Read Together: Eating the Alphabet #1

  • flower
  • leaf
  • part
  • plant
  • root
  • stem

MA Standards:

Literature/RL.PK.MA.1: With prompting and support, ask and answer questions about a story or a poem read aloud.
Literature/RL.PK.MA.4: With prompting and support, ask and answer questions about unfamiliar words in a story or poem read aloud.
Literature/RL.PK.MA.9: With prompting and support, make connections between a story or poem and one’s own experiences.
Literature/RL.PK.MA.10: Listen actively as an individual and as a member of a group to a variety of age-appropriate literature read aloud.

Head Start Outcomes:

Literacy Knowledge/Book Appreciation and Knowledge: Asks and answers questions and makes comments about print materials.
Literacy Knowledge/Alphabet Knowledge: Recognizes that the letters of the alphabet are a special category of visual graphics that can be individually named.

PreK Learning Guidelines:

English Language Arts/Reading and Literature 6: Listen to a wide variety of age appropriate literature read aloud.
English Language Arts/Reading and Literature 7: Develop familiarity with the forms of alphabet letters, awareness of print, and letter forms.
English Language Arts/Reading and Literature 10: Engage actively in read-aloud activities by asking questions, offering ideas, predicting or retelling important parts of a story or informational book.

Read Together: Eating the Alphabet #1

© Commonwealth of Massachusetts, Department of Early Education and Care (Jennifer Waddell photographer). All rights reserved.

STEM Key Concepts: There are many different types of plants; Many foods that animals, including humans, eat come from plants; We eat certain leaves, roots, fruits, and seeds

ELA Focus Skills: Listening and Speaking, Vocabulary

Before You Read
Show children the cover of the book. Point to the words as you read aloud the complete title and the name of the author and illustrator. Ask children to name the different fruits and vegetables they see on the cover. Explain that this is an alphabet book about different foods. Set a reading focus for children by having them identify what part of the plant each food is from.

As You Read
As you move through the pages, point to the letter before you read the rest of the page. Ask children to say the name of the letter if they recognize it.

  • Pause on each page and have children identify foods they recognize. Have them describe what they know about the food (taste, feel, smell, etc.) Then point to and read the names of each fruit and vegetable.
  • Pause on spreads and point to a food and ask children what part of the plant it is from. (asparagus/stem; carrot/root; cabbage/leaf; broccoli/flower; etc.)

After You Read
Talk with children about the book. Ask questions such as,

  • Did you see any of your favorite foods in the book?
  • What is one food you saw in the book that you think animals will eat? Why do you think that?
  • Why do you think the title of the book is Eating the Alphabet?
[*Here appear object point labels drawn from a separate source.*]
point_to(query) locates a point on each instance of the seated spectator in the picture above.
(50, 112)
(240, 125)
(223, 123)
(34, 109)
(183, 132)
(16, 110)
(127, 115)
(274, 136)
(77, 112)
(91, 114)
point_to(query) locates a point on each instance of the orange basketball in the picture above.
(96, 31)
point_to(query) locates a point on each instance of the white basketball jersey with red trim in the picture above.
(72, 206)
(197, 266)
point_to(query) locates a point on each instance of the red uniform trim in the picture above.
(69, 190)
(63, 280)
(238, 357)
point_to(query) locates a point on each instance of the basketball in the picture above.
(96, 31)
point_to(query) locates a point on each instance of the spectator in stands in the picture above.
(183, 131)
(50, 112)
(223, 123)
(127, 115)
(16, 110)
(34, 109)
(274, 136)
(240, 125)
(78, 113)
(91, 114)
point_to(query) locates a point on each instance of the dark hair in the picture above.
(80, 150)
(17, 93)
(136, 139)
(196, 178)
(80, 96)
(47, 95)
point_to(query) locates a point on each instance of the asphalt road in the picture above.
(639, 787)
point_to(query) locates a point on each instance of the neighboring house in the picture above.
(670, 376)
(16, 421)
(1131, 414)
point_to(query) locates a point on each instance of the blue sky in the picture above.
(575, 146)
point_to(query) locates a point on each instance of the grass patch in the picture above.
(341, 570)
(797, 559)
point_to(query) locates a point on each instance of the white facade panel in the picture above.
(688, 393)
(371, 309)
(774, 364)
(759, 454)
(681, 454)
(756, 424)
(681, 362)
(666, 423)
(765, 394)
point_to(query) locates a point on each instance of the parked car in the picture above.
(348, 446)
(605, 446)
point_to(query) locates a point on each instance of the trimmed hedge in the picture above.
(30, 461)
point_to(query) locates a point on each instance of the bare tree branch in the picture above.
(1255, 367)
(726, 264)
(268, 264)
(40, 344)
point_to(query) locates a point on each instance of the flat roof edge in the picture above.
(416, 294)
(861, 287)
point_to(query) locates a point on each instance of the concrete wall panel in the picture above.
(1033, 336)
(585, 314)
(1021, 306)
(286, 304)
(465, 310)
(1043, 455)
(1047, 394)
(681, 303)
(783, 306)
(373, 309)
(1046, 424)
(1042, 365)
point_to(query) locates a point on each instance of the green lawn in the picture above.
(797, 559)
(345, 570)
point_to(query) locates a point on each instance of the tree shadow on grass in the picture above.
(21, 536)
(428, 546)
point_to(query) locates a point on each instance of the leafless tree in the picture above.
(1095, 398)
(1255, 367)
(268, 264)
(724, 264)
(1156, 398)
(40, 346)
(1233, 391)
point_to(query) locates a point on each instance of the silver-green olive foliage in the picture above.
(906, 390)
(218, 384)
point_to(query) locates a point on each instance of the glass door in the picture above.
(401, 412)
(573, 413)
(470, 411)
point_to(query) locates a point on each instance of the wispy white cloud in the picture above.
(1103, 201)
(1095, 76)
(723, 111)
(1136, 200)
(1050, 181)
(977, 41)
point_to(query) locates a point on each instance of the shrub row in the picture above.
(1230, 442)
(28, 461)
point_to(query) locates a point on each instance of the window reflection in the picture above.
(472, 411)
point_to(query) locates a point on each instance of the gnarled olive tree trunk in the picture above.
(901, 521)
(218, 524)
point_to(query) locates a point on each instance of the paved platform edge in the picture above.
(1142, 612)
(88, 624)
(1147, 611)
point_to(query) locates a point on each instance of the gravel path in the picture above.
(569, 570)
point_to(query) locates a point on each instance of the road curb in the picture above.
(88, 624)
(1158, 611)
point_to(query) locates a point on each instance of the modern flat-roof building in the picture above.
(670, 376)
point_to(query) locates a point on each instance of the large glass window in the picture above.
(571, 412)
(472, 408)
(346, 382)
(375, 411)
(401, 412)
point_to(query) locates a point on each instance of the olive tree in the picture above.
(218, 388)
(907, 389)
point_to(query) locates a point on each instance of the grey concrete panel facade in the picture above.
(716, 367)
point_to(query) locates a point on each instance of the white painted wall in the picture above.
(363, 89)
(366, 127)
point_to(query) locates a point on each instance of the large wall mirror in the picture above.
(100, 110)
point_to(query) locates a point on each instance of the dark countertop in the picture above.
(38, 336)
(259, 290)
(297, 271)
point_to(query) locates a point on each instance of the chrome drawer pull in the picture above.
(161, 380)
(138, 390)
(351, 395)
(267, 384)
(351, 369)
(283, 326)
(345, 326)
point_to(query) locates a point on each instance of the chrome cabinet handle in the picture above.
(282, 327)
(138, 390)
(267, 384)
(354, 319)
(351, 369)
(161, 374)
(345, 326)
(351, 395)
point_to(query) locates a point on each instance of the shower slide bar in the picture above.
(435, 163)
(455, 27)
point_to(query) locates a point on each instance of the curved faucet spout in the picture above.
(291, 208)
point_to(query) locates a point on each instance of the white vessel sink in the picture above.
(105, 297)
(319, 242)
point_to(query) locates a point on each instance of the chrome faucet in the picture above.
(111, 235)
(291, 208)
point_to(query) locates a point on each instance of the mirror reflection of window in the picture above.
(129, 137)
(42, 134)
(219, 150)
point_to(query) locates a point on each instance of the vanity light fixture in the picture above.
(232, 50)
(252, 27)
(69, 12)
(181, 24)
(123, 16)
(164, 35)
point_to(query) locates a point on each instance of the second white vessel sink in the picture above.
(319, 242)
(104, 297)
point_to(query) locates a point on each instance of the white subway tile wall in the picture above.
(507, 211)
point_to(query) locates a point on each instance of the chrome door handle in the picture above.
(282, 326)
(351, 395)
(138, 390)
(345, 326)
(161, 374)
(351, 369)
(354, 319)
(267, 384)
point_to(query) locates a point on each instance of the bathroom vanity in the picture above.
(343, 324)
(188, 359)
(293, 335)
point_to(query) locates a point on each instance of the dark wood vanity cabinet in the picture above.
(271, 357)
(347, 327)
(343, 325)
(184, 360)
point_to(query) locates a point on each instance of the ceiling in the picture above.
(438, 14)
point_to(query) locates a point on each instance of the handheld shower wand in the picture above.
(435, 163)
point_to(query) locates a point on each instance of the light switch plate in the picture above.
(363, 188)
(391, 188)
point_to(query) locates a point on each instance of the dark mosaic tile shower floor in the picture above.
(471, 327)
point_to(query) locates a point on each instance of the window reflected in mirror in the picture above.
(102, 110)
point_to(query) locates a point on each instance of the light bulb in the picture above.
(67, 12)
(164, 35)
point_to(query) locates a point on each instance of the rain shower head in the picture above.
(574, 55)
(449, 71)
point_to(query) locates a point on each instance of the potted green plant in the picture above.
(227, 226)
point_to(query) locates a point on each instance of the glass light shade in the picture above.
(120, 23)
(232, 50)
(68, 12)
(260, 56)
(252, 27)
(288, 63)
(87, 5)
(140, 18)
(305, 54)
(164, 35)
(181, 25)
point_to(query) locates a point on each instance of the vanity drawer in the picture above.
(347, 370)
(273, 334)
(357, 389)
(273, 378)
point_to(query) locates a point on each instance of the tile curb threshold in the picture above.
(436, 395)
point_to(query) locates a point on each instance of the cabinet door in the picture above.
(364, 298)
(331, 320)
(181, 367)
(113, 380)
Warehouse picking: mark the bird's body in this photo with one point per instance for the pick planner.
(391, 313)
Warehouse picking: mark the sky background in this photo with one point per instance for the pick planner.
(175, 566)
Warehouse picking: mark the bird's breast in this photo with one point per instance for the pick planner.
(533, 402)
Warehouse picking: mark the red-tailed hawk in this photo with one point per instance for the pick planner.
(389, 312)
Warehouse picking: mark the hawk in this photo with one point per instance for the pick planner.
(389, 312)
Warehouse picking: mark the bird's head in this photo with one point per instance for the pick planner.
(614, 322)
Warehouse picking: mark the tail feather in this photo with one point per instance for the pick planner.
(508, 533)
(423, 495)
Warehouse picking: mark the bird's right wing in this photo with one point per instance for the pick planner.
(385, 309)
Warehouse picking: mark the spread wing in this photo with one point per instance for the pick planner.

Take It Further: Turn to the glossary pages and tell children that these pages list all the plants in the book. Say, These pages also tell us where in the world many of the plants come from. Ask children if they remember any of the plants that were introduced in Chicks and Salsa. If children do not recall any plants from the book, point out a few and the native country or region, for example, avocado/Mexico, onion/SW Asia, jalapeno/Mexico. You may want to point out some of the foods that are native to North America (blueberry, corn, huckleberry).

Cultural Connection: Allow children from different areas to identify foods that are part of their family’s culture. Ask them to describe how the food tastes, smells, and feels, and how their family uses the food in recipes at home.

Adaptation: For this first reading you may want to have children identify only the fruits and vegetables they know. Then, at a later date, return to the book and read the names of all the foods shown.

Adaptation: For centers with young children, you may want to focus on specific letters and only read those pages. Then return to the other pages at a later date.

Adaptation: If young children have trouble concentrating as you move through the book, read a few pages and return later to read more.

Adaptation: Challenge older children to name another fruit or vegetable for each letter.